KARACHI, March 1: A newborn baby was kidnapped from the gynaecology ward of the Civil Hospital Karachi on Tuesday allegedly by a woman who passed herself off as a staff member of the government-run health facility.

The incident was reported in the first half of the day when the worried parents of the baby boy first approached the CHK administration and then the Eidgah police station to lodge an FIR.

“The boy was born to Jamila after a Caesarean section in the early hours of Tuesday,” said Eidgah SHO Nawaz Gondal.

“The mother and the newborn were shifted to the gynaecology ward on the first floor, where a woman posing as a member of the staff came early in the morning and took away the child ostensibly for vaccination.”

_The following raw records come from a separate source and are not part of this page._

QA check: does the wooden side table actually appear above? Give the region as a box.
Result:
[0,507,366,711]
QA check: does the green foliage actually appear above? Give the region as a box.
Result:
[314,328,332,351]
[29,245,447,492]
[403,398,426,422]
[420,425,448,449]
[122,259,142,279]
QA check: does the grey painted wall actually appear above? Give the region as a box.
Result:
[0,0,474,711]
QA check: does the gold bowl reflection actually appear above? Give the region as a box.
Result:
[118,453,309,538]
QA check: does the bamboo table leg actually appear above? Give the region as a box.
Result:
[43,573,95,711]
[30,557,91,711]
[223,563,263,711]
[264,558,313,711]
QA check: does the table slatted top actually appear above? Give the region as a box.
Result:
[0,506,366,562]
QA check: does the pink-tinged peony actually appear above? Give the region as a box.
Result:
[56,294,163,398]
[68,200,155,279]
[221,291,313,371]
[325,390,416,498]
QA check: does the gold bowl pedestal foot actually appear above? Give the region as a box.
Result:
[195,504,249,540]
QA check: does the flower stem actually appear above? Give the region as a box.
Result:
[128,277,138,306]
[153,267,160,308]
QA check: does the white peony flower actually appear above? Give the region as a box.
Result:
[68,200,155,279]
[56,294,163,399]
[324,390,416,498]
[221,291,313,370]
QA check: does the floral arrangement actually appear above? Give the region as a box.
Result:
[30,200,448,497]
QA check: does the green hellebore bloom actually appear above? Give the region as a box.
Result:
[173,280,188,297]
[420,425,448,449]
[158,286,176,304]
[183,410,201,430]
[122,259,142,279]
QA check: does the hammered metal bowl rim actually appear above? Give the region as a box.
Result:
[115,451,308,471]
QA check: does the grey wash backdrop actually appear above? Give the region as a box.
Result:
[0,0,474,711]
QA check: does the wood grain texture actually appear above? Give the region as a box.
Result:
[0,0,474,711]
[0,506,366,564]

He said that the parents of the child and their only relative in the hospital felt a growing sense of alarm when the woman did not return after nearly an hour.

The area SHO said that the child’s father, Ghulam Farid, first conveyed his concern to the hospital staff who initially behaved as though they couldn’t care less but took notice of the incident when he lost his temper.

They then brought the matter into the knowledge of the police.

A case (FIR 80/2011) was registered under Section 364-A (kidnapping of the person under the age of 10) of the Pakistan Penal Code against the identified woman at the Eidgah police station.

The SHO said that although the police cordoned off the area after receiving the complaint, they believed that the suspect woman had already left the hospital along with the kidnapped child.

The couple, who hail from Larkana and are settled in Hub due to Ghulam Farid’s job, tied the knot only a year ago. The police said though Jamila married her maternal cousin of her freewill, it appeared that the kidnapping of their child had no link with a family feud.

Accusing the hospital administration of not disciplining the visitors inside the health facility, police authorities alleged that the incident occurred due to the negligence and weak control of the CHK management.

“Although the police are present around the CHK round the clock to counter any emergency, we cannot regulate visitors inside the hospital in normal days,” said SP Qamar Raza Jaskani of the City Town.

However, CHK’s Additional Medical Superintendent Liaquat Ali insisted that the unfortunate incident could not be attributed to any lapse on the part of security or ward staff of the hospital.

He told Dawn that it was not possible to check or ‘interrogate’ patients and attendants, particularly the female ones in the gynaecology ward.

Shifting the blame on to the grief-stricken parents, he said that in the first instance the male attendant with the mother should not have allowed an unknown woman to take their newborn baby away for vaccination.

He added that besides the police investigation, an internal inquiry to be conducted by the steering committee of the hospital was also on the cards.